The tipping point on food nutrient profiling came on January 14th when Joe Rogan decided to post on Instagram his thoughts on what we should eat and how the latest work from the Tuft’s University Food Compass was in his words "complete, undeniable, indefensible bullshit." He added, "But yet this government funded recommendation chart is here to let you know they suck at giving food advice too." I’m not the first one to ask Rogan to keep his nose and mouth out of things he is neither knowledgeable about or qualified to talk and post about. Headlines make all the difference in our world today – and when Good Ranchers posted an article “New Government Funded Food Pyramid Says Lucky Charms are Healthier Than Steak” – the internet lit up. Let’s get some facts out there: first there is no ‘new’ food pyramid, second no one, especially Tufts, is promoting Lucky Charms as part of a healthy diet and most important – Good Ranchers is a company that sells meat, poultry and seafood products online. This is a cheap shot and one that I am sure is designed to increase their sales built on the idea that consumers are just plain stupid. The chart that Rogan and Good Ranchers are promoting was designed by Tufts to actually demonstrate how the current systems that are used to rank the healthfulness of foods is in disrepair. Tufts is challenging the methodology behind their and others nutrient profiling systems – which is a good thing and, in my view, long overdue.
Tufts issued a study - "Limitations of the Food Compass Nutrient Profiling System." Tufts’ Food Compass evaluates foods across 9 domains which then assigns a score of the food between 1 and 100 – 100 being the most healthful. According to their algorithim and 9 domains the chart DID show a more healthful rating for the cereal than it did for ground beef, no question.
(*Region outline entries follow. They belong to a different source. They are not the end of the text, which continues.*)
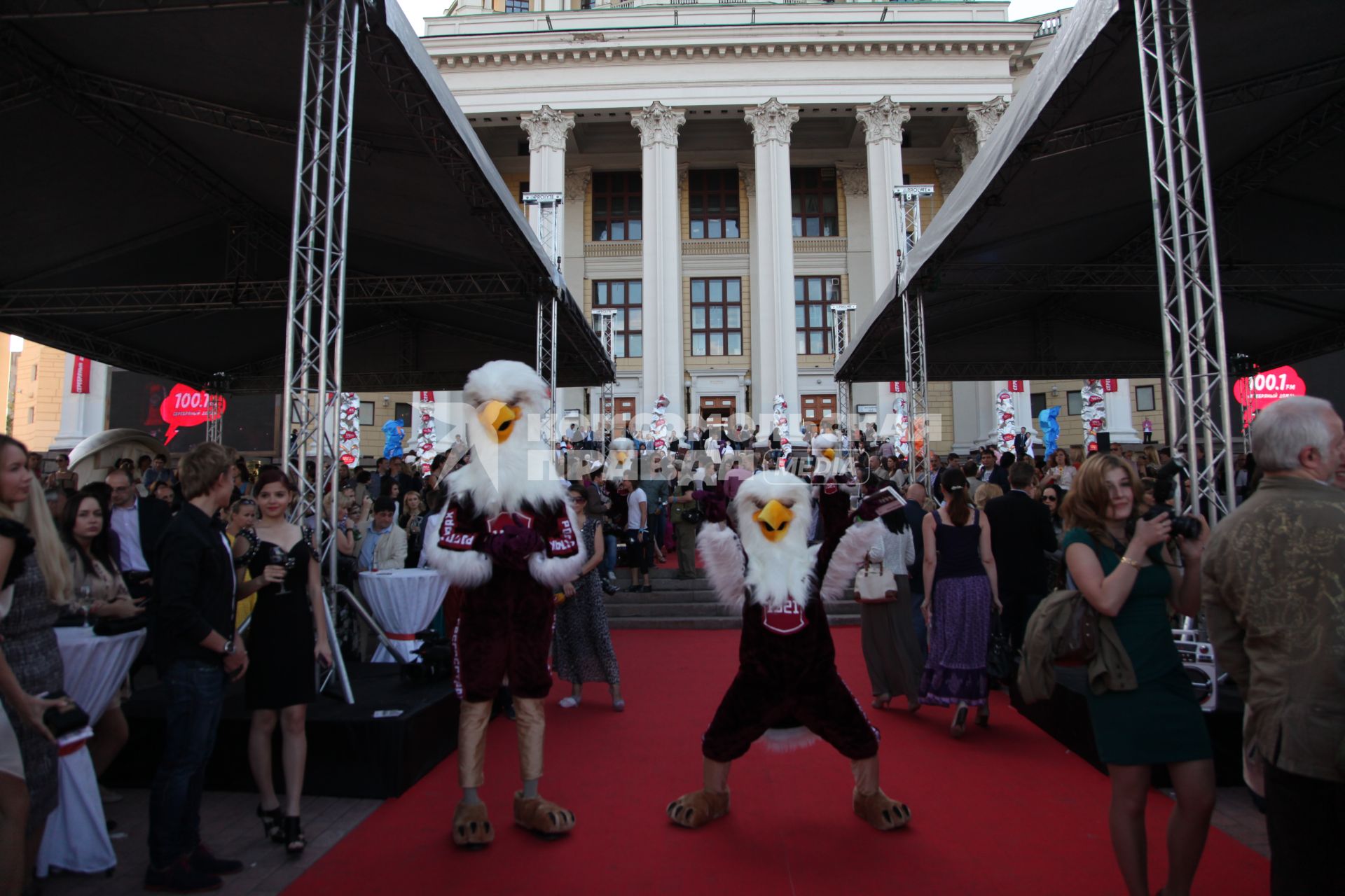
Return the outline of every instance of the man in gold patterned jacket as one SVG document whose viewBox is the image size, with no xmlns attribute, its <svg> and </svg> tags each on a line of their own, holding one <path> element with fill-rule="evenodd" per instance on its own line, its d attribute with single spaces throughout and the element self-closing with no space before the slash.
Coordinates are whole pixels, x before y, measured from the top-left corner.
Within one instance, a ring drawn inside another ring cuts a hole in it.
<svg viewBox="0 0 1345 896">
<path fill-rule="evenodd" d="M 1345 430 L 1329 402 L 1256 418 L 1256 492 L 1215 528 L 1201 574 L 1216 656 L 1266 772 L 1271 892 L 1340 887 L 1345 844 Z"/>
</svg>

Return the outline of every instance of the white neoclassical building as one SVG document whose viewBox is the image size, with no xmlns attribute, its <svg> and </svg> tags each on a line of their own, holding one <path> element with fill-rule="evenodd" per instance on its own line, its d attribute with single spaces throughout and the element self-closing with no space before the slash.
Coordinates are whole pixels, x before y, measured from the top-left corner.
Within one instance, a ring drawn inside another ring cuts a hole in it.
<svg viewBox="0 0 1345 896">
<path fill-rule="evenodd" d="M 826 420 L 827 306 L 862 320 L 892 279 L 893 187 L 932 184 L 937 214 L 1059 27 L 1007 8 L 457 0 L 424 43 L 516 196 L 564 193 L 565 279 L 617 313 L 619 418 L 660 394 L 679 416 L 759 418 L 779 394 Z M 857 383 L 853 404 L 873 419 L 889 390 Z M 997 391 L 933 384 L 936 447 L 993 437 Z"/>
</svg>

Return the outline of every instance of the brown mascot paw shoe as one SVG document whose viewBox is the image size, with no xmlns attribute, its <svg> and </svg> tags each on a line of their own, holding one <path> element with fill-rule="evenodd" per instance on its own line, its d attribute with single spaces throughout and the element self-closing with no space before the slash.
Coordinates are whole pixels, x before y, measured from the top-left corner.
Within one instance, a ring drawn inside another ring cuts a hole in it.
<svg viewBox="0 0 1345 896">
<path fill-rule="evenodd" d="M 905 827 L 911 821 L 911 810 L 905 803 L 889 799 L 888 794 L 877 790 L 872 794 L 854 791 L 854 814 L 878 830 L 896 830 Z"/>
<path fill-rule="evenodd" d="M 514 823 L 543 840 L 555 840 L 574 827 L 574 813 L 541 797 L 525 799 L 523 791 L 515 790 Z"/>
<path fill-rule="evenodd" d="M 486 803 L 457 803 L 453 813 L 453 845 L 486 849 L 495 840 L 495 827 L 486 817 Z"/>
<path fill-rule="evenodd" d="M 685 794 L 670 802 L 667 813 L 674 825 L 691 829 L 703 827 L 712 821 L 729 814 L 729 794 L 697 790 L 693 794 Z"/>
</svg>

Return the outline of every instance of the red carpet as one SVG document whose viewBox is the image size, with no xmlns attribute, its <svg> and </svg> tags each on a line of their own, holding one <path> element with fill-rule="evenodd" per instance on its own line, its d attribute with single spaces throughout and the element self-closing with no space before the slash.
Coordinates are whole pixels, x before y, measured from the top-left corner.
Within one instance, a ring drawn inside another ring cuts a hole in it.
<svg viewBox="0 0 1345 896">
<path fill-rule="evenodd" d="M 628 708 L 588 685 L 577 709 L 547 707 L 542 794 L 573 809 L 568 840 L 545 842 L 511 823 L 518 786 L 514 727 L 491 723 L 487 787 L 498 826 L 480 853 L 455 850 L 456 759 L 393 799 L 286 893 L 908 893 L 1103 896 L 1123 893 L 1107 834 L 1108 785 L 994 695 L 989 731 L 948 737 L 948 711 L 877 712 L 884 790 L 913 814 L 878 833 L 850 811 L 847 762 L 826 744 L 734 764 L 733 811 L 709 827 L 672 826 L 663 807 L 699 787 L 699 739 L 736 666 L 737 631 L 613 631 Z M 868 707 L 859 630 L 835 630 L 841 673 Z M 1150 889 L 1166 869 L 1171 802 L 1149 810 Z M 1197 895 L 1266 893 L 1270 864 L 1219 830 Z"/>
</svg>

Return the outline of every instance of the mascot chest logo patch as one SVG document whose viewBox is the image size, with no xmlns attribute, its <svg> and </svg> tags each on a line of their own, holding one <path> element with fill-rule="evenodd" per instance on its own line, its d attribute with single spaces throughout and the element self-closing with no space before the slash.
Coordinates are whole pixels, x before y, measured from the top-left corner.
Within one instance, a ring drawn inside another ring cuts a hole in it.
<svg viewBox="0 0 1345 896">
<path fill-rule="evenodd" d="M 808 627 L 808 619 L 803 615 L 803 604 L 790 598 L 779 610 L 767 610 L 761 625 L 776 634 L 794 634 Z"/>
</svg>

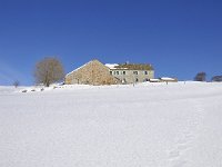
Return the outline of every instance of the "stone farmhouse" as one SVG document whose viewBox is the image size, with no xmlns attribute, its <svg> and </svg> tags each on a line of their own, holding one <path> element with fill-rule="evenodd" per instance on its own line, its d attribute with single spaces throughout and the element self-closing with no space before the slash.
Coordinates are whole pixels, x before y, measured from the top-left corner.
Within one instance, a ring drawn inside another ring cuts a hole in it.
<svg viewBox="0 0 222 167">
<path fill-rule="evenodd" d="M 154 69 L 147 63 L 103 65 L 92 60 L 69 72 L 65 85 L 117 85 L 149 81 L 154 78 Z"/>
</svg>

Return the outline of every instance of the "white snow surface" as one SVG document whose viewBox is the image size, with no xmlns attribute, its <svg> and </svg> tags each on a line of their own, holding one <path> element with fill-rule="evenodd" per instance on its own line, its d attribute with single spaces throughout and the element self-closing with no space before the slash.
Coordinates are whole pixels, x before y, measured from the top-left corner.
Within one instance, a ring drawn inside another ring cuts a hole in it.
<svg viewBox="0 0 222 167">
<path fill-rule="evenodd" d="M 221 167 L 222 84 L 0 87 L 0 167 Z"/>
</svg>

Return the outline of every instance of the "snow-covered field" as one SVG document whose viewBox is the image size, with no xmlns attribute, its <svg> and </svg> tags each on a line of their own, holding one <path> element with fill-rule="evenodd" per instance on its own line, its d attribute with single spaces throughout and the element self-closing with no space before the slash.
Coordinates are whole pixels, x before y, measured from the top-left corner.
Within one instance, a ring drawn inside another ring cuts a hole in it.
<svg viewBox="0 0 222 167">
<path fill-rule="evenodd" d="M 0 167 L 222 167 L 222 84 L 0 87 Z"/>
</svg>

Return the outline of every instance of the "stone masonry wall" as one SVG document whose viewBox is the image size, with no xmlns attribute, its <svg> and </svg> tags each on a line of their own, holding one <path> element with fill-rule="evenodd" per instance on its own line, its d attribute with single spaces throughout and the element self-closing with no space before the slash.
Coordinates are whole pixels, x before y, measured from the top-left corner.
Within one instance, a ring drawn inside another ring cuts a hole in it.
<svg viewBox="0 0 222 167">
<path fill-rule="evenodd" d="M 65 76 L 67 85 L 114 85 L 118 82 L 120 80 L 111 76 L 109 68 L 98 60 L 92 60 Z"/>
</svg>

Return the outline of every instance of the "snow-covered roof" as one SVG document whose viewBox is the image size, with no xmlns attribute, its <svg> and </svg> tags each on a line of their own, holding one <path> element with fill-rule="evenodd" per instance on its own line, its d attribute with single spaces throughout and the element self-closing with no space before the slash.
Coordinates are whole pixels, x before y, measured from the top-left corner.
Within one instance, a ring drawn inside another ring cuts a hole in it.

But it was developed to make the point that we need a better nutrient profiling system. Watermelon and Kale, according to the rankings came out as the perfect foods. Both are healthy no question – but the perfect nutrients? Far from it. What we as an industry need to do is to be smarter, develop a better system and communicate it to consumers in a much clearer way. We have a real problem – according to the latest NIH data, 30.7% of adults are overweight and 42.4% are obese. What we need is honest clear communication that frankly can’t be hijacked by people who want to make headlines. The nutrition scientists who put the chart together (using Food Compass' data) contended the following in their paper: "While a conceptually impressive effort, we propose that the chosen algorithm is not well justified and produces results that fail to discriminate for common shortfall nutrients, exaggerate the risks associated with animal-source foods, and underestimate the risks associated with ultra-processed foods. We caution against the use of Food Compass in its current form to inform consumer choices, policies, programs, industry reformulations, and investment decisions."
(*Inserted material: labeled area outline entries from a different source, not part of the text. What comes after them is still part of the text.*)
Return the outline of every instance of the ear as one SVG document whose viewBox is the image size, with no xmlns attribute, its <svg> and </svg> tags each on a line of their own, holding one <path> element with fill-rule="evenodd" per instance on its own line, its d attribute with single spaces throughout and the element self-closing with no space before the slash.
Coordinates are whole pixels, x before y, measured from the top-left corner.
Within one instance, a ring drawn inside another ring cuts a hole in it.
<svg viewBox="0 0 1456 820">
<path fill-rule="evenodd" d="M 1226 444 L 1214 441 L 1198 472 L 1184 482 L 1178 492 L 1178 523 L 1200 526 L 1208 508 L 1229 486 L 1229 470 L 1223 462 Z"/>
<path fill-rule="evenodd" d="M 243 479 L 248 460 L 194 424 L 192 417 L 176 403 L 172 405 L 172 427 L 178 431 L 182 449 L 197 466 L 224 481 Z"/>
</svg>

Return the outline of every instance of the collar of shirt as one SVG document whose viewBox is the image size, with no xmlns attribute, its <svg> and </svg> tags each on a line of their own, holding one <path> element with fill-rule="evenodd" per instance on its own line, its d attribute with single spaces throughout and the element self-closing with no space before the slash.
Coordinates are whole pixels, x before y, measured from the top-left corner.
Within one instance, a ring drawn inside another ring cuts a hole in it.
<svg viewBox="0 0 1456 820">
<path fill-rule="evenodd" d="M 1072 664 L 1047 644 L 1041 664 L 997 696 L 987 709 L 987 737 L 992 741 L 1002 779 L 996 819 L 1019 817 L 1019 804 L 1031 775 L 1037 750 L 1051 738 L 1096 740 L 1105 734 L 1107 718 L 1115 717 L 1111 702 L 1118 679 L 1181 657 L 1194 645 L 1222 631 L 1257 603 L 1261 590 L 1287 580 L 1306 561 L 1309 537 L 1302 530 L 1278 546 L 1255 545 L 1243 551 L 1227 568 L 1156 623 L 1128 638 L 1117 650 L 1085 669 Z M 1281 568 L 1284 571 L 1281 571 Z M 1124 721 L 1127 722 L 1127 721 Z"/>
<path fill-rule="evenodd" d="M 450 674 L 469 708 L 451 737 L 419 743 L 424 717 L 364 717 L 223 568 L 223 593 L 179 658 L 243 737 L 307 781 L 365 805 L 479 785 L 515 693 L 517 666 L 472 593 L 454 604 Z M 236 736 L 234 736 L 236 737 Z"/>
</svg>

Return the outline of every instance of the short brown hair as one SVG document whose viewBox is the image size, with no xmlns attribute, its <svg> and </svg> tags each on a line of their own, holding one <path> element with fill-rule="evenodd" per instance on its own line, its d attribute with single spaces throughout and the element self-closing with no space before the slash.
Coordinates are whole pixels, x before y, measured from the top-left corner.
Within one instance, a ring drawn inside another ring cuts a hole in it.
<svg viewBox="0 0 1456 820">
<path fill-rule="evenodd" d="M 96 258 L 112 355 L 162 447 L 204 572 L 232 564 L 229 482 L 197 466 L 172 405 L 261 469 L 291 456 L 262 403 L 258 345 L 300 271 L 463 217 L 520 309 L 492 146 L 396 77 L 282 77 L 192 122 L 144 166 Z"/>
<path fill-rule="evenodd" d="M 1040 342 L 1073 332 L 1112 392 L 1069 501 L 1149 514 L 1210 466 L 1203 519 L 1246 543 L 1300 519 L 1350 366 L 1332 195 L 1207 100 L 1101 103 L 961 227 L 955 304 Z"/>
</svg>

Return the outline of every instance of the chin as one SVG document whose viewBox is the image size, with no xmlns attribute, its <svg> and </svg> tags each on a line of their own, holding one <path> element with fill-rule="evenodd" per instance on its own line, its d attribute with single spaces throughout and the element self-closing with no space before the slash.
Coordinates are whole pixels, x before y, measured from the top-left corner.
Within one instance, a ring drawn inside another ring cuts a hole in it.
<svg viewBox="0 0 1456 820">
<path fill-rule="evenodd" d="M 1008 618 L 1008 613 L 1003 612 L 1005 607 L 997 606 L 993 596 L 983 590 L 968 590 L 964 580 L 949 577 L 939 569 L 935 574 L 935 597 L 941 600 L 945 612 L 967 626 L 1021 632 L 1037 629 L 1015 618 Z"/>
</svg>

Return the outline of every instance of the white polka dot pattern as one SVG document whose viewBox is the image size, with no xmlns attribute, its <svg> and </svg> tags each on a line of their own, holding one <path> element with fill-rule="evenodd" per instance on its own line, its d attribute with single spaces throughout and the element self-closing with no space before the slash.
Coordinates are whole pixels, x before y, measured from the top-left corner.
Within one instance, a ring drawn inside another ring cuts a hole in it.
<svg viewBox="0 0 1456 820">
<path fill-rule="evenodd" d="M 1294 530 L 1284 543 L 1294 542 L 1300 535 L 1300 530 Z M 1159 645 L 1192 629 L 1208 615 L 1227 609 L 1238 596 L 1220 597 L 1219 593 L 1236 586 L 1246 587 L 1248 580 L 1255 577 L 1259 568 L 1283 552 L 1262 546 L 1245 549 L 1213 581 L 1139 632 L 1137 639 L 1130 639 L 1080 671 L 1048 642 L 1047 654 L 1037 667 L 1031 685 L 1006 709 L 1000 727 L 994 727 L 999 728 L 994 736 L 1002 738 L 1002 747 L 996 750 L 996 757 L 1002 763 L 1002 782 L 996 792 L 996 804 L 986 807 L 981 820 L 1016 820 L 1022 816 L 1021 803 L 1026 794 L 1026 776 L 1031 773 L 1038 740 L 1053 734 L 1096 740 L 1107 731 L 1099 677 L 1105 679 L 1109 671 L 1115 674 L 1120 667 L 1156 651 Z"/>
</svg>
I am not here to argue whether the Food Compass NPS is good or bad – what I am here to state is that ALL of the current nutrient profiling is based on a serious flaw. That all foods are the same. The average supermarket has over 50,000 products, or at least it did prior to the pandemic, and using one NPS to rate the 50+ different categories of foods available is simply wrong. What Tufts and all the other NPS systems must do is develop nutritional criteria based on each category. Clearly breakfast cereal and meats need to be evaluated on different criteria – as do sodas and juices, canned vs. fresh soups or vegetables, breads vs. toaster pastries and so on. Until someone steps up and develops nutrient profiles by categories and stop using a catch-all profile – because its easier – we will continue to mislead and misinform our shoppers; and do nothing to help them choose better foods.